Verónica esperaba en la cola junto a Yolanda, como en otras ocasiones. Le gustaba coincidir con ella, charlar de trivialidades acerca de los niños, soñar con viajes que nunca harían, con personas que nunca conocerían. Ya había dejado atrás ese optimismo absurdo de juventud que le decía que podía luchar contra cualquier cosa que se le cruzara en su camino. Tras las manifestaciones, las huelgas y la represión brutal del estado había aceptado que ahora lo que tocaba era sobrevivir. Que lucharan sus hijos, ella ya estaba cansada.

—¡Un ictus! —repitió Yolanda—. Hija, no sabes la suerte que tienes. Si te contara yo lo que tuvimos que pasar con el padre de Ismael el año pasado.

Verónica escuchaba y asentía, aunque Yolanda le hubiera contado lo de su suegro más de una docena de veces desde que lo enterraron el año pasado. Le gustaba oír la voz de aquella mujer, le tranquilizaba su parloteo sin sentido. Era mucho más gratificante que mirar los rostros de las personas que esperaban. Rostros grises, tristes, incapaces de adaptarse a la crisis que había devorado su modo de vida. Rostros muertos.

—¿Nos veremos entonces mañana? ¿Cuando salgáis del cementerio?

—Sí, claro, cuando terminemos —respondió Verónica.

En la pollería apenas quedaba género, así que Verónica entregó su cartilla y su tablilla al dependiente y le pidió una pechuga de esas, de las grandes, sí, por favor, y una docena de huevos. En la pescadería se conformó con mirar los pequeños carteles blancos que exhibían los precios y continuó hasta la carnicería. Allí compró medio kilo de carne picada, mezcla de demasiadas cosas como para querer identificarlas todas, lo máximo que le entregarían esa semana. Terminó de llenar su carrito con cebollas y patatas y un puñado de tomates. No cogió fruta, los precios seguían siendo prohibitivos y ya había consumido todo lo que su cartilla de racionamiento le daba para el mes. En fin, el mes de octubre terminaba hoy mismo. A partir de mañana, después de que transcurriera el caótico Día de Todos los Santos, se plantearía qué cocinar para los días de noviembre.

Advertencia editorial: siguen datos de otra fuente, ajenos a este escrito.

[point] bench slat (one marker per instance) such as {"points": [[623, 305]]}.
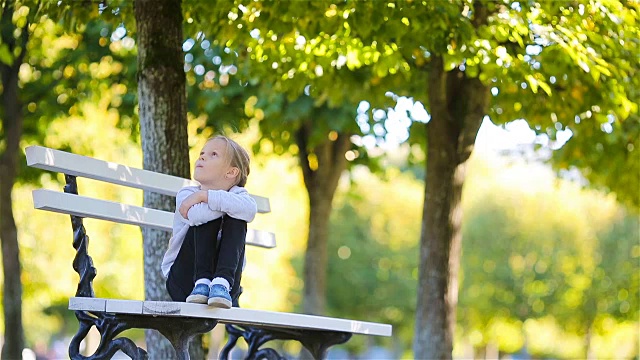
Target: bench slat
{"points": [[234, 315], [83, 206], [72, 164]]}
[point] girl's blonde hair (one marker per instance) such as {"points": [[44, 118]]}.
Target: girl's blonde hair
{"points": [[237, 157]]}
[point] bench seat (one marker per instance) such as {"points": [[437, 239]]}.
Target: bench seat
{"points": [[240, 316]]}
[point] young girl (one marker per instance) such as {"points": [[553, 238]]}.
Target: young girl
{"points": [[203, 261]]}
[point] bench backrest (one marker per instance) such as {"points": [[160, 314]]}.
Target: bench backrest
{"points": [[83, 166]]}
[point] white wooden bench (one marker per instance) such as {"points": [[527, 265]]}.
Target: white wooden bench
{"points": [[177, 321]]}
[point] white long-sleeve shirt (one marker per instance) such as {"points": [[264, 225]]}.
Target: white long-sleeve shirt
{"points": [[236, 203]]}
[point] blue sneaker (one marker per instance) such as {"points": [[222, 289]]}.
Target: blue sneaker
{"points": [[219, 297], [199, 295]]}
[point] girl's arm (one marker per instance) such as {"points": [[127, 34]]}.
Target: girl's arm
{"points": [[203, 206], [236, 203]]}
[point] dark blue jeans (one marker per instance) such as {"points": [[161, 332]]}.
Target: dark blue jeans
{"points": [[204, 254]]}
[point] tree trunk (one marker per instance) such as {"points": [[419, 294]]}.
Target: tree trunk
{"points": [[12, 124], [457, 105], [163, 131], [321, 181]]}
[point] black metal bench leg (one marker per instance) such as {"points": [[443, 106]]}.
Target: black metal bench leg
{"points": [[317, 342], [180, 331]]}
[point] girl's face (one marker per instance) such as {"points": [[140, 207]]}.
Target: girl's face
{"points": [[213, 166]]}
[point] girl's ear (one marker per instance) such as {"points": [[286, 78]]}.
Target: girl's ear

Se despidió de Yolanda, demasiado entretenida con las aceitunas y las bolsas de chucherías —algo que Verónica hacía tiempo que había prohibido en su despensa— y salió de la galería de alimentación en dirección a su casa. Hacía frío, no demasiado. El sol se ocultaba tras algunas nubes perezosas, pero no parecía que fuera a llover. El hombre del tiempo había pronosticado para mañana un día soleado, justo lo que necesitaban. No soportarían un terrible día de lluvia y barro en La Almudena. Bastante difícil era el trago por el que tenían que pasar como para preocuparse de las condiciones ambientales. Todo fuera por mantener las tradiciones.

Verónica bajó por la calle Alcalá arrastrando su carrito. Al llegar a su calle se detuvo un momento y contempló desde la distancia la plaza de toros de Las Ventas. Había gente alrededor, probablemente aficionados a los toros, de esos nostálgicos que se empeñaban en pasear alrededor de la plaza con la esperanza de que antes o después la abrieran de nuevo. O quizá eran simples curiosos. ¿Cuánto tiempo hacía que no veía turistas por el barrio? Con la vida que bullía ahora mismo en el barrio. Siempre le había sorprendido que pudiera haber tanta gente en las calles, tantos coches circulando arriba y abajo, abajo y arriba. ¿Acaso nadie trabajaba ya en Madrid? Una chica apostada en la entrada del metro le tendió una revista. No un periódico, esos habían desaparecido hacía ya meses. Ahora daban revistas que no eran más que panfletos publicitarios, de esos que su marido decía que escribían mujeres para que las leyeran las mujeres. Sí, seguro que tenía razón, en  esas cosas Andrés siempre la tenía, pero le daba igual. Sus intentos por hacer que se sintiera inferior por disfrutar con los cotilleos de los famosos y los horóscopos ya no funcionaban. No desde que él estaba en el paro; se pasaba las horas muertas frente al televisor y el dinero que recibían del Gobierno apenas les daba para llegar a fin de mes. ¿Cuánto tiempo hacía que no cenaban fuera de casa? Demasiado.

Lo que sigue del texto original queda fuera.